Ersan Kınık/İstanbul
Şırnak’ta süren ağaç katliamı, 8 kurum tarafından İstanbul Kadıköy’de protesto edildi. Burada yapılan açıklamada, “Savaşın kaybedeninin çok olduğunu bu doğa katliamıyla bir kez daha görmüş olduk. Bunun için geleceğimize, toprağa, suya, ormanlara sahip çıkmanın insanlık mücadelesinin parçası olduğunu düşünüyoruz. Birlikte mücadele ederek değiştireceğiz” denildi.
Şırnak Barosu Çevre ve Kent Komisyonu tarafından yapılan incelemeler sonucu, bölgede korucuların desteği ve "askeri operasyonlar" gerekçesiyle iki yıla yakın bir süredir ağaçların kesildiği ortaya çıkmış; kesilen ağaçlar tır ve kamyonlarla farklı kentlere taşındığı kaydedilmişti.
Rapor haline getirilen incelemelerde, resmi olarak ağaçsızlandırma oranının 7 ayda yüzde 7 olduğu belirtilmiş ancak bu yıkımın çok daha büyüğünün yaşandığının düşünüldüğü eklenmişti.
DOĞA KATLİAMI PROTESTO EDİLDİ
Bu doğa katliamı bugün İstanbul’un Kadıköy ilçesinde Emekçi Hareket Partisi (EHP), Emek Partisi (EMEP), Halkevleri, Halkların Demokratik Kongresi (HDK), Halkların Demokratik Partisi Ekoloji Komisyonu (HDP), Sosyalist Meclisler Federasyonu (SMF), Türkiye İşçi Partisi Kent ve Ekoloji Çalışmaları (TİP Ekoloji), Toplumsal Özgürlük Partisi (TÖP) tarafından protesto edildi.
Eminönü İskelesi önündeki eylemde ortak açıklama yapıldı. Açıklamayı, Seçil Sinanoğlu okudu.
‘ŞIRNAK BAROSU’NUN YAPTIĞI BAŞVURULAR REDDEDİLDİ’
Açıklamada şunlar kaydedildi:
Türkiye’nin her bölgesinde çok yaygın olarak devam eden ekolojik talan Şırnak başta olmak üzere Kürdistan'ın birçok ilinde daha katmerli bir şekilde sürüyor.

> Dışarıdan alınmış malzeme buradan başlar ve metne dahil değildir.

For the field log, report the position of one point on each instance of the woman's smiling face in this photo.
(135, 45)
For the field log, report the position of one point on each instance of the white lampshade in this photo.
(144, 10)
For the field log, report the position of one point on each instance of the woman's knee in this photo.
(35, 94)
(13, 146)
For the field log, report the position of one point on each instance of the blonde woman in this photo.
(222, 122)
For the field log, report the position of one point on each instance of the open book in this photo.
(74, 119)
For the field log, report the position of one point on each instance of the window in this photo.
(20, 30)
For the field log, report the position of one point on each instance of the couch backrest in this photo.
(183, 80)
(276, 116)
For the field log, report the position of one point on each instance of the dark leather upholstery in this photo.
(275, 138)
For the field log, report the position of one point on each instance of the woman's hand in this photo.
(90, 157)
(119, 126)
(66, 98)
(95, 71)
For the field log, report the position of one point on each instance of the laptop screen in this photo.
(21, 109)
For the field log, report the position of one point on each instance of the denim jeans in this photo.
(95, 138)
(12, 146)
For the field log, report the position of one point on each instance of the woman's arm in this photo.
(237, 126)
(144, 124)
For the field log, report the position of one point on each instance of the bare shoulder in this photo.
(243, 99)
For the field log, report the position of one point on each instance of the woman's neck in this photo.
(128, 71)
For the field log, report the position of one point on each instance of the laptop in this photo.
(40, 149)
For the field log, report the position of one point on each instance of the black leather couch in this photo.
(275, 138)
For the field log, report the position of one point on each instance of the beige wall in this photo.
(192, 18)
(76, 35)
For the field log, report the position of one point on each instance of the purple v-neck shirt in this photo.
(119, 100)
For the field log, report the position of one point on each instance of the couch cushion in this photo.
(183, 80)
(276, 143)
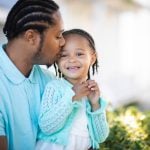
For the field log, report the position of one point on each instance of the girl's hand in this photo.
(94, 94)
(81, 90)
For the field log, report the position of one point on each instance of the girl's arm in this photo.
(56, 106)
(98, 124)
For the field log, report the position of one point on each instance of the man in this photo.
(34, 32)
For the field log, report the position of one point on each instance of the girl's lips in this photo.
(74, 68)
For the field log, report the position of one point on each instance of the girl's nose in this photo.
(72, 59)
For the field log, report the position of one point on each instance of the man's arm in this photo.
(3, 143)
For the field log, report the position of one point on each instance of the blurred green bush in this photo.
(129, 129)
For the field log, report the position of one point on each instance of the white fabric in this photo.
(79, 136)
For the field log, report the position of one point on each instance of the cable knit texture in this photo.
(58, 112)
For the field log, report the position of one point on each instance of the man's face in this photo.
(51, 43)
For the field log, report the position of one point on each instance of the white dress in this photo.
(79, 136)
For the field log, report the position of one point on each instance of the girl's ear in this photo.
(93, 59)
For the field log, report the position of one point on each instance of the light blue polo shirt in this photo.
(20, 103)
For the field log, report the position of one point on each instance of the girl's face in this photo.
(76, 58)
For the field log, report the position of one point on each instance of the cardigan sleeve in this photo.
(56, 106)
(98, 122)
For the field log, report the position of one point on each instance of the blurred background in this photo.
(121, 30)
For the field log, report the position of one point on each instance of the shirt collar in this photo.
(11, 71)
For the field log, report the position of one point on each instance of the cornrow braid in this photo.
(91, 44)
(29, 14)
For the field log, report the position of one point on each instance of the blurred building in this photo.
(121, 29)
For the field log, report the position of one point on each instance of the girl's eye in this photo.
(79, 54)
(63, 55)
(59, 37)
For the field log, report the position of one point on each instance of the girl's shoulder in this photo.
(56, 83)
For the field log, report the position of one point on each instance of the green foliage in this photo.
(129, 130)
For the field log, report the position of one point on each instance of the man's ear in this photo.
(31, 36)
(93, 59)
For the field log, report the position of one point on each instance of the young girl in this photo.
(72, 115)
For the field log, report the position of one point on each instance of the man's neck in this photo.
(18, 56)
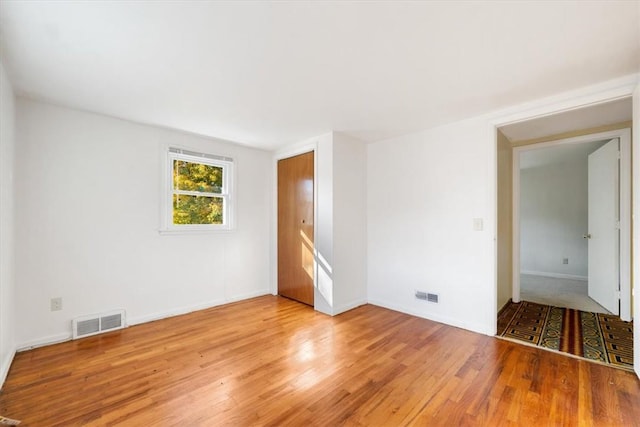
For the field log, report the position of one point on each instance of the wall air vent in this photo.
(98, 323)
(426, 296)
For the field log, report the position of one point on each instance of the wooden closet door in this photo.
(295, 228)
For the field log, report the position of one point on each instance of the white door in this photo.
(603, 234)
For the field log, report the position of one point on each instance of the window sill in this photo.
(192, 231)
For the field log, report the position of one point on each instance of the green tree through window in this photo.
(199, 190)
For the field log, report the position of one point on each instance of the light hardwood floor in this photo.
(272, 361)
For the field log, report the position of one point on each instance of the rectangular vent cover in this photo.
(91, 325)
(426, 296)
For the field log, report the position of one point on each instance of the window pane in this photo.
(189, 176)
(197, 209)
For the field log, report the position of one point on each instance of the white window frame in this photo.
(226, 163)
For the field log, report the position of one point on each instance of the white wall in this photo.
(88, 214)
(324, 239)
(553, 218)
(424, 190)
(349, 222)
(7, 230)
(635, 264)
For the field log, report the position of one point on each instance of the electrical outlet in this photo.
(56, 304)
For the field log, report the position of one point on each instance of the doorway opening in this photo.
(572, 223)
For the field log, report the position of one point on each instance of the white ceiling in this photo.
(270, 73)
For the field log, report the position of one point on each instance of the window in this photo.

Geçtiğimiz günlerde Şırnak Barosu'nun yapmış olduğu bir çalışma ile ortaya çıkan ağaç kesimleri, talanın kabul edilemez boyutlarda olduğunu gösteriyor. Şırnak’ın Besta, Cudi ve Gabar bölgelerinde iki yılı aşkın süredir “güvenlik” gerekçesiyle askerlerin gözetiminde korucular tarafından ağaç kesimleri devam ediyor. Şırnak Barosu’nun yaptığı açıklamaya göre 2021 yılında yalnızca şubat ayından eylül ayına kadarki 7 aylık bir sürede Şırnak’ın tüm ormanlarının yüzde 7’si yok edildi.
İçerisinde asırlık ağaçların da bulunduğu ormanlarda süren bu katliama dur demek için Şırnak Barosu’nun yaptığı başvurular da sonuçsuz kalırken bölgeden gelen görüntülerde ormanlık alanın tamamen çoraklaştığı ve tek bir ağacın bile kalmadığı görülüyor. Burada kesilen ağaçlar büyük bir rant kapısına dönüşüyor. Bölgeden her gün ortalama 20-25 kamyon ağaç çıkarılırken bu orman varlığının tamamı piyasaya kereste olarak sürülmek üzere Urfa’nın Haliliye ilçesindeki Keresteciler Çarşısı’na ve diğer illere götürülüyor.
‘YARGILANMALARI İÇİN ELİMİZDEN GELENİ YAPACAĞIZ’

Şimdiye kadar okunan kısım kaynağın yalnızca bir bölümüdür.